Faults occur where there is stress between plates, and if there is no stress there is no cause to expect faults occurring.
Again I direct you to:
Message 821: This is an interactive map of Quaternary earthquakes in the US:
Different colors represent different ages ...
Look at the Great Plains area -- N.Dakota, S.Dakota, Minnesota, Iowa, Nebraska -- an area much larger than the Colorado Plateau ... no fault zones
Zoom in on the Colorado Plateau & Grand Canyon ... many fault zones
The Great Plains would represent sedimentary deposition and large flat geography very similar to the layers of sedimentary deposits in the Colorado Plateau -- before uplift and tectonic stress build-up. ...
That much larger area has no fault lines and that means no disturbances in over 1.6 million years.
... The supposed placidity lasted some 750 million years, only to be suddenly brought to an end ...
And questions you need to answer is first is where 750 million years comes from and second what were the tectonic stresses during those years ... provide evidence that there was stress but no activity and you would have a conundrum.
But there is another issue here, which revolves again around your concept of "huge disturbances" and what qualifies.
The fault lines in the area of the Grand Canyon are shown on this map
And from the USGS map we know that some were <15,000 years ago (yellow), some were 15,000 to <130,000 years ago (green), some were 130,000 to <750,000 years ago (blue), and some were 750,000 to <1,600,000 years ago, and many of the younger colored ones show the recentest occurrence age rather than their oldest occurrence age.
... only to be suddenly brought to an end by all that tectonic and volcanic activity seen in the uplift over the canyon area, the cutting of the canyon into it, the stairs and canyons of the Grand Staircase to the north as well as the uplift there, and the magma dike at the end of the staircase that penetrates through all the strata to the very top where it's created a lava field, and the Hurricane fault that created the angular unconformity to the north of it, and so on.
All of which occurred over a long period of some 40 million to 70 million years for the canyon to form (depending on which study you pick) or longer (possible pre-canyon activity).
That doesn't seem to me to be a "sudden" occurrence at all, especially as a good part of it could have occurred well before then ... like the faults that recur along older fault lines, but I'm no expert here.
One of the issues for whether they would "qualify" for your disturbances is whether they can be observed across the canyon ... so if all the faults are side-slip faults with no change in elevation then they could move "huge" amounts but not meet your qualification for observation.
Likewise lack of observability does not mean that this did not happen. I just don't have the data to tell, nor do I feel I need to dig it out at this point because it's your argument to support not mine.
Of course there is also the activity that can be seen beneath the canyon as well, the Great Unconformity, the magma intrusions and so on, which are usually understood to have occurred BEFORE all the strata were laid down, long long long before.

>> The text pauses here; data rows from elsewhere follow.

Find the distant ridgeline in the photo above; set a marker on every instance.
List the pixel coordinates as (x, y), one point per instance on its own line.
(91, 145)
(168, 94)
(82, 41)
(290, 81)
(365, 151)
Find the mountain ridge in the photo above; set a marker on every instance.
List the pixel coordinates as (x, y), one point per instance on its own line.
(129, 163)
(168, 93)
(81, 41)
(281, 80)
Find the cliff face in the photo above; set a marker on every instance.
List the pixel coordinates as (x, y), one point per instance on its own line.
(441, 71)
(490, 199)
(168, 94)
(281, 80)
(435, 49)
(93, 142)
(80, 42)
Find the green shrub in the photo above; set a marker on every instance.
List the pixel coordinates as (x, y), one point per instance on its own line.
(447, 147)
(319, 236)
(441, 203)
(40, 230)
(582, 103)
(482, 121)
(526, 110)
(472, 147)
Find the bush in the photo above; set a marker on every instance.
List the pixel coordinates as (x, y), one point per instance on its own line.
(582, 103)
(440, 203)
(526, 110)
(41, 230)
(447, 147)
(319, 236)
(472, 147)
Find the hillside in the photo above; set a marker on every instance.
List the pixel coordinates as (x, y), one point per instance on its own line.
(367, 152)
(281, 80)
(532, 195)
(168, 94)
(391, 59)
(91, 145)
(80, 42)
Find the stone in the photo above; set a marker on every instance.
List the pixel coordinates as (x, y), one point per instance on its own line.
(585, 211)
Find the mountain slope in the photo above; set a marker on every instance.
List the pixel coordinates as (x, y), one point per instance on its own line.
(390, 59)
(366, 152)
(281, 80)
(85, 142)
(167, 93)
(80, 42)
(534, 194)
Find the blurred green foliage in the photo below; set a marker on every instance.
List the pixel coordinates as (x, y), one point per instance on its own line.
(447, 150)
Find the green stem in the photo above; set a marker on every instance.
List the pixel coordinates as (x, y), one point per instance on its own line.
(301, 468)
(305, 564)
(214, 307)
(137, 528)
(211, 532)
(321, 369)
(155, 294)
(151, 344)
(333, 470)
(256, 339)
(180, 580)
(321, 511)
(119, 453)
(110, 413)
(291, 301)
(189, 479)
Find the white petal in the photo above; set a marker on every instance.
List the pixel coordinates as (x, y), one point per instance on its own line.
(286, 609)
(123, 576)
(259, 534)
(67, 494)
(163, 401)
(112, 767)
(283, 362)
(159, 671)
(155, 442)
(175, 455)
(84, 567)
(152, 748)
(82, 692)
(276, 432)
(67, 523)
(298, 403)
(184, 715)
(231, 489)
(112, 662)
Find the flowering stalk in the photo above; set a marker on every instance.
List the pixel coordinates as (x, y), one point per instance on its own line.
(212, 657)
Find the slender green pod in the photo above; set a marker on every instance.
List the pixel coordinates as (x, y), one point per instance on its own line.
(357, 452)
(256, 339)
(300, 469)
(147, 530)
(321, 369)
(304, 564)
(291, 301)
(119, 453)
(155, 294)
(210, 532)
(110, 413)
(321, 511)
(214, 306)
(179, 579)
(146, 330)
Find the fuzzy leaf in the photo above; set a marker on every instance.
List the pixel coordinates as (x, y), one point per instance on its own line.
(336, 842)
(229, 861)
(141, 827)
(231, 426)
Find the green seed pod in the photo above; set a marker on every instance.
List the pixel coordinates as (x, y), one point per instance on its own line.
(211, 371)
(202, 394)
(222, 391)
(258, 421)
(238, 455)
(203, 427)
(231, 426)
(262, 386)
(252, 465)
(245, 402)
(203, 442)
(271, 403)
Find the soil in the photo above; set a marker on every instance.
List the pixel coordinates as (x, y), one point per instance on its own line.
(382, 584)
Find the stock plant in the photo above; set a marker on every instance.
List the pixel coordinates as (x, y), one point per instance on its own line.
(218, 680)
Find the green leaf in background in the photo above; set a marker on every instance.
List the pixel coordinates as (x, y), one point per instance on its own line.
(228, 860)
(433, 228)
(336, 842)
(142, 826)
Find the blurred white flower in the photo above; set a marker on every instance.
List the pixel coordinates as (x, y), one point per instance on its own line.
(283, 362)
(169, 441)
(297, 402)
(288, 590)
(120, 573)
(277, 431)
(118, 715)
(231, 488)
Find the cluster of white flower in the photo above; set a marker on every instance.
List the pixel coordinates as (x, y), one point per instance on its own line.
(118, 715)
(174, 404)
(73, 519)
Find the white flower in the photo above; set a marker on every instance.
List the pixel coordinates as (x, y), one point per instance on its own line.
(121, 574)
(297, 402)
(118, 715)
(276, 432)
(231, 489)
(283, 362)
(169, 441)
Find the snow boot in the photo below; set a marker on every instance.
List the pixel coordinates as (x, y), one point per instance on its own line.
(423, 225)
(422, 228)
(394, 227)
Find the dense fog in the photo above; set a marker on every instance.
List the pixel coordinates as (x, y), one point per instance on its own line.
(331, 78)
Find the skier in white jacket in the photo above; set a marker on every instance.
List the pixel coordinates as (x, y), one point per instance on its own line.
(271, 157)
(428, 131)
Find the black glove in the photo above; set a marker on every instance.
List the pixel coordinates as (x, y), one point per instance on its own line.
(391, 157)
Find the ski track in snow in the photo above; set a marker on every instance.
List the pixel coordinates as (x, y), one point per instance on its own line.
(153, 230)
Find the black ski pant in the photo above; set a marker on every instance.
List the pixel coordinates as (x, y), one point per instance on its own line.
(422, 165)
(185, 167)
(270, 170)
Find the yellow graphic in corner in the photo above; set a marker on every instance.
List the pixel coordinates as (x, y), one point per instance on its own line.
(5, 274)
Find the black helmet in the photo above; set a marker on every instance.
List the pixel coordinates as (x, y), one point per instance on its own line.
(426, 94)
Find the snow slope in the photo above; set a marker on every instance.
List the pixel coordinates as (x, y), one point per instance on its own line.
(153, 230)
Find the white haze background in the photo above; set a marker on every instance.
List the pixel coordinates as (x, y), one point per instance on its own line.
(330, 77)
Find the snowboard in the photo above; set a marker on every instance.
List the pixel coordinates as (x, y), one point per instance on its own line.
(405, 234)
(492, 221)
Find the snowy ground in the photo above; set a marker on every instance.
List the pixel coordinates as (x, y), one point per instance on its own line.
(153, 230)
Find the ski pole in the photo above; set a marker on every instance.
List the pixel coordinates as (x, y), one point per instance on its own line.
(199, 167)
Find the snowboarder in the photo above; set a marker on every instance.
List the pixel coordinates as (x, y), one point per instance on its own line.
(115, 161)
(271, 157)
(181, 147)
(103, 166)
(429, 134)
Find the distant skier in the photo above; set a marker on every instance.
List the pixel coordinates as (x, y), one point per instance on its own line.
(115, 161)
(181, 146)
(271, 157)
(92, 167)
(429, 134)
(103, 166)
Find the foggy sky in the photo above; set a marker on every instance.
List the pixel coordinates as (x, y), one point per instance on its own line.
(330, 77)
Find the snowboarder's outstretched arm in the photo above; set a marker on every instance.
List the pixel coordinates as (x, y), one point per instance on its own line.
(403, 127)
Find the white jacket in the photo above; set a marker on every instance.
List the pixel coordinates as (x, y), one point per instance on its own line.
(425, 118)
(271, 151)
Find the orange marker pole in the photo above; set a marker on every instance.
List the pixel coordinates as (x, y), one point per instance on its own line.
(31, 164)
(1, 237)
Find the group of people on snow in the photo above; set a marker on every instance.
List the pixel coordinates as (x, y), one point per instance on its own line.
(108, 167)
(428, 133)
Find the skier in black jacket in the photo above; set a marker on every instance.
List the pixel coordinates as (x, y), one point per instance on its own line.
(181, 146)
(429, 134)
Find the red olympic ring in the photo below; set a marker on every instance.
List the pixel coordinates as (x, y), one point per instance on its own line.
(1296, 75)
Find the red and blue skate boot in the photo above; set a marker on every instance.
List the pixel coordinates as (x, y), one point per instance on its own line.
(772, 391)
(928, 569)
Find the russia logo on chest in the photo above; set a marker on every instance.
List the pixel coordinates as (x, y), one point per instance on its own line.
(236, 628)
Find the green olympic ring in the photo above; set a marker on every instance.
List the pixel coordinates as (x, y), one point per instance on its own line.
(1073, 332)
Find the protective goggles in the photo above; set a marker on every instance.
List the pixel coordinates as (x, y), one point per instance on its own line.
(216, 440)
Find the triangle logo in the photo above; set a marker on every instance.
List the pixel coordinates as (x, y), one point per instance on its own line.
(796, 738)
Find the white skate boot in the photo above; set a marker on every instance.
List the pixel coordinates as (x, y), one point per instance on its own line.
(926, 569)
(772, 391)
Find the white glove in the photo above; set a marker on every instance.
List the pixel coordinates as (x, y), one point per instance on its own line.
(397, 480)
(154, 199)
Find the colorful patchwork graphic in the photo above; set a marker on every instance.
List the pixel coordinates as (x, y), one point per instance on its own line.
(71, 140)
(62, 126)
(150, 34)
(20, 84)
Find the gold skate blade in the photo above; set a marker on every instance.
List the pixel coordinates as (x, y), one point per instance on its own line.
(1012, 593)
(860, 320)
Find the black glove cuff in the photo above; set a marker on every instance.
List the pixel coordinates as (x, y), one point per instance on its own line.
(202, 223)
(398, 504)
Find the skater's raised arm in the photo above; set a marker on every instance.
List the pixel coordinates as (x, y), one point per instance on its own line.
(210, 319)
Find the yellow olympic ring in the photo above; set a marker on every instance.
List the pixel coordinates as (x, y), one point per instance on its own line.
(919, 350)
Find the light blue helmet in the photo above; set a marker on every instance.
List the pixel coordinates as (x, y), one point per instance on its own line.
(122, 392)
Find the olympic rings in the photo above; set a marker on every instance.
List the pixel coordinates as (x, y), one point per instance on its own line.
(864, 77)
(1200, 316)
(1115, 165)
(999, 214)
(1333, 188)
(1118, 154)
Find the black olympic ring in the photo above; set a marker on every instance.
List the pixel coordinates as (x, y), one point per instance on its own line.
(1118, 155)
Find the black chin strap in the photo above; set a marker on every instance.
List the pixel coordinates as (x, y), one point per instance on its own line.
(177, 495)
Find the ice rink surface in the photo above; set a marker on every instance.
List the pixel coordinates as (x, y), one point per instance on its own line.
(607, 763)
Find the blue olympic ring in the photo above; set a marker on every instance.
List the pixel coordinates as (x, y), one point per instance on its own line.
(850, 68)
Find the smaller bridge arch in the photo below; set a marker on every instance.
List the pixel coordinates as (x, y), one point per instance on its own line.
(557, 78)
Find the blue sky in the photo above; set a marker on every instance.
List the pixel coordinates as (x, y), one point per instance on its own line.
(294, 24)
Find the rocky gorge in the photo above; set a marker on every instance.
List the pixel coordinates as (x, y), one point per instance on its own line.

I rather think they occurred at the same time as those that clearly occurred afterward but either way you've got a lot of tectonic and volcanic activity in the region that supposedly DIDN'T happen at ALL for at least 750 million years.
Curiously 750 million years of placid deposition in the environmental conditions for the deposition of the sedimentary layers does not disturb me, but I don't think your numbers add up (wiki):
quote:
The major geologic exposures in the Grand Canyon range in age from the 2-billion-year-old Vishnu Schist at the bottom of the Inner Gorge to the 230M-year-old Kaibab Limestone on the Rim. There is a gap of about a billion years between the 500M-year-old stratum and the level below it, which dates to about 1.5 billion years ago. This large unconformity indicates a period of erosion between two periods of deposition.
Many of the formations were deposited in warm shallow seas, near-shore environments (such as beaches), and swamps as the seashore repeatedly advanced and retreated over the edge of a proto-North America. Major exceptions include the Permian Coconino Sandstone, which contains abundant geological evidence of aeolian sand dune deposition. Several parts of the Supai Group also were deposited in non—marine environments.
bold added for emphasis
Coconino is group number 3 and the Supai group is number 5, well up the walls of the canyon. Sand dunes would leave evidence in the patterns of grains in different sizes (wind sorted) that would be visible, but maybe not across the canyon.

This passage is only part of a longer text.